On 05/26/2010 10:40 AM, Aurelien Jarno wrote:
I highly doubt that this is even visible on benchmarks without using
KVM. The improvement on a microbenchmark was relatively small and the
cost from TCG would almost certainly dwarf it.
It is something clearly visible. Before fsync() was not used, and it
happens this syscall can be very expensive (ie a few seconds, especially
with some other i/o load on the system) on ext3 with not so old kernels.
A google search for "firefox fsync" will give you a few pointers.
I'm well aware. I've asked multiple times for benchmark data with ext3
because of this issue. So far, it hasn't been noticable.
Also, remember before KVM, we had single threaded IO and posix-aio
(which is still single threaded). If KVM never happened, block
performance would be far, far worse than it is today with cache=writeback.
io thread is not enable by default in QEMU.
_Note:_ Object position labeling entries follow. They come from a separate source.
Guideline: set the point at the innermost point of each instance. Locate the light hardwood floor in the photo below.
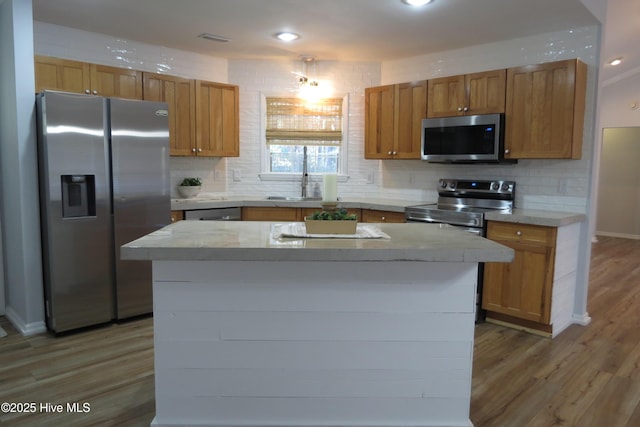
(588, 376)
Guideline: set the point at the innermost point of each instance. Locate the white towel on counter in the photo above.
(298, 229)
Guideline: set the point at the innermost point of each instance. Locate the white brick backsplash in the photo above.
(541, 184)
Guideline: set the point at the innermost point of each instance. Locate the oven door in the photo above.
(474, 230)
(479, 231)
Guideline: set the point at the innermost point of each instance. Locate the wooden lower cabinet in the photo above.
(373, 215)
(521, 289)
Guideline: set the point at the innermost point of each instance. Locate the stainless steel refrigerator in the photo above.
(104, 181)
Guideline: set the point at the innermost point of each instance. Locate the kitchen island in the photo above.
(255, 330)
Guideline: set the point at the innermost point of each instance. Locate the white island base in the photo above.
(296, 343)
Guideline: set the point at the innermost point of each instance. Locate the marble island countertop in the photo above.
(254, 241)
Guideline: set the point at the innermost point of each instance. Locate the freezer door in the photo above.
(75, 210)
(141, 194)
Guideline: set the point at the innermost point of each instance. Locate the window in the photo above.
(293, 123)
But the thread pool based aio implementation is always enabled
regardless of io thread. I was going to build and run 0.9.1 to do a
benchmark of TCG comparing that to the latest git, but I don't have an
easy way to get a version of gcc-3. I've forgotten how annoying that
used to be :-)
I would be very surprised if TCG + IDE had any observable performance
difference pre/post the ide flush implementation. I'm almost inclined
to suggestion that flush controls should be a qdev property verses a
drive property since that's really where the change happened.